A question on the usage of prefect and dask. Say ...
# ask-community
t
A question on the usage of prefect and dask. Say I rely on an external package that is capable of some heavy computation, and that package uses strictly dask. It has an entry point like:
Copy code
def predict_with_dask(..., dask_client):
    results = dask_client.compute([big_func(a) for a in range(200)]
    more_results = dasl_client.compute([bigger_func(f) for r in results]
Now lets say I have a prefect task/flow like
Copy code
@task
def my_task():
    with get_dask_client() as client:
    return crystalball_predict(
            ms=ms,
            dask_client=client,
        )

@flow
def my_flow():
    biggest = [my_task.submit(blah) for blah in range(200)]
I am running my flow with a dask.distributed cluster that is deployed on a large HPC of +500 nodes. What is the expected scaling here? Does a single
.compute()
from any one of the
my_task
functions cause all other prefect tasks to block? Does this set up allow parallel
.computes()
to run, or should there be some other way of invoking the parallelism of the many task delayed objects in the
predict_with_dask
delayed workerflow?.
b
In your Prefect code, we will use the
ThreadPoolTaskRunner
by default when you call
.submit
. This fires up a local thread pool inside the Prefect runner for that flow. So each task will get executed inside a ThreadPool with max threads specified by your settings (or
sys.maxsize
by default which basically lets us go as fast as the single worker will go). In your code, we'd dispatch all of the tasks to Dask immediately because we don't need to wait. Blocking only happens when we
wait
or
gather
results. I'd recommend switching up your Prefect code slightly to use the
DaskTaskRunner
instead of calling the
get_dask_client
inside each task. This will spawn a new instance of the client per task which is somewhat wasteful. Here's a sample of what I think you could run:
Copy code
from prefect_dask.task_runners import DaskTaskRunner
from dask.distributed import worker_client

@task
def crystalball_predict(ms):
    with worker_client() as dask_client:
        results = dask_client.compute([big_func(a) for a in range(200)])
        more_results = dask_client.compute([bigger_func(f) for r in results])

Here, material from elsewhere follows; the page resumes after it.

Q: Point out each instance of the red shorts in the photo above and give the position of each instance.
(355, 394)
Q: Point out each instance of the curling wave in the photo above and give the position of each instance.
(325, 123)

        return dask_client.gather(more_results)

@flow(task_runner=DaskTaskRunner())
def my_flow():
    biggest = [crystalball_predict.submit(blah) for blah in range(200)]
    wait(biggest)
Some docs that might be useful: • https://docs.prefect.io/v3/how-to-guides/workflows/run-work-concurrentlyhttps://distributed.dask.org/en/latest/api.html#distributed.get_worker
t
Thanks for the detailed reply Brendon. So, my initial code example was both poorly formatted and incomplete. I am currently using a
DaskTaskRunner
using a
dask_jobqueue.SLURMCluster
as Cluster implementation. So as far as that goes I think I am ok for the moment and my example is closer to your example then I first wrote, the only thing I had missing was the
client.gather
call - I mean this in both my example as well as the external package. I think I understand everything so far in your reply. I think my question boils down further to how many
Client.compute()
and/or
Client.gather()
can be executing at. time in a single distributed dask cluster instance? Should parallel
my_tasks
be running via a
.submit()
would the
Client.compute()
that they each hit allow all to run at once, or does it go in a FIFO like manner?
b
If you using
task_runner=DaskTaskRunner()
and calling
.submit
inside that method we will go as fast as Dask allows for parallelism 🙂 Your `.compute`/`.gather` calls shouldn't block the main flow loop assuming they get dispatched to Dask.
t
On the prefect
.submit
side of things indeed I think the submission of each task goes as fast as it van. I am currenlty on prefect 2 and need to moved to prefect 3. I believe the engine there would be even faster. The behaviour I am seeing is confusing. I created a separate prefect task that constructs a single dask DAG across all inputs, and I modified the enternal package to return the delayed objects rather than it calling the
Client.compute
itself. Once I collect all these delayed objects myself and calling the
Client.compute()
once across all objects I saw about a 2x speed up. The allocated workers were all running much closer to 100% cpu. If felt like that the dask
Client
I am using (retrieved within each prefect task via a
get_dask_client
call) only allows a single
,compute
to be running at a time. There is some interplay with this external package as well that I am trying to separate.